Trump endorses Republican plan to remove “lottery” and reduce green card approval
Claudia Quiñonez and Gerson Quinteros during a protest yesterday at the White House (LENIN NOLLY. EFE)
03/08/2017
11:57
Washington
EFE and AP
-A +A

American President Donald Trump endorsed yesterday a bill that aims to cut by half the entry of permanent legal immigrants to the country for the following decade and create a merit-based system, yet this will hardly surpass the Democrat opposition at the Senate.

Trump has backed the initiative of Republican Senators David Perdue, from Georgia, and Tom Cotton, from Arkansas, that until now has had little impact on the Senate. The President said this would be “the most significant reform to our immigration system in half a century.”

According to this bill, green cards will be granted on the basis of a “more competitive” point system, according to the qualification level of the applicant, said Trump. “This system will favor those who can speak English, are able to financially support themselves and their families, and offer skills which can contribute to our economy,” he added.

Trump also said the project will also prevent new immigrants from receiving the American social benefits, even though current laws have prohibited immigrants from receiving any kind of social benefit during their first five years in the country, for the past two decades.

If the bill is passed, the number of green cards approved in the US would reduce from 637 thousand 960 people during the first year, to 539 thousand and 958 people by its tenth year, according to the promoters. This would mean a decrease of 40% and 50%, accordingly, taking as a reference data from 2015, when one million 51 thousand and 31 permanent permits were granted.
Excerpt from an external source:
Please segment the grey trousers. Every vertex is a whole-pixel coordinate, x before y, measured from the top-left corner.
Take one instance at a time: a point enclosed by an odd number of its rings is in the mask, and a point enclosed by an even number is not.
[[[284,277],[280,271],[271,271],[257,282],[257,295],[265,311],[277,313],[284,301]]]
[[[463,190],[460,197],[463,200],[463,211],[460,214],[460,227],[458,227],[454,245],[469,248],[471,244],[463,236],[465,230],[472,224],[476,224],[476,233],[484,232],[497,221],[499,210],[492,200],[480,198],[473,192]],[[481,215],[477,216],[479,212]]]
According to the most recent data from the Department of Homeland Security, in 2015, the percentage of immigrants who received the more green cards were as follows: Mexico (15.1%), China (7.1%), India (6.1%), Philippines (5.4%), Cuba (5.2%) and Dominican Republic (4.8%).

In addition to the point-based system to measure “merits”, the bill would also restrict new citizens and permanent residents from sponsoring relatives for their immigration to the US. The new system will only allow spouses and minor children to immigrate, contrary to the current systems, which admits parents and siblings.

The bill would also scrap the “diversity lottery”, which assigns up to 50 thousand visas per year to citizens from countries who commonly have low immigration rates.

The RAISE Act (Reforming American Immigration for Strong Employment) would also reduce the number of refugees allowed into the US to 50 thousand per year. For the bill to be passed, the initiative requires 60 votes in the Senate and will probably face opposition from Democrats. “In essence, it's all about cutting immigration by a half a million people, legal immigration. That doesn't make much sense,” said minority leader, Democrat Charles Schumer.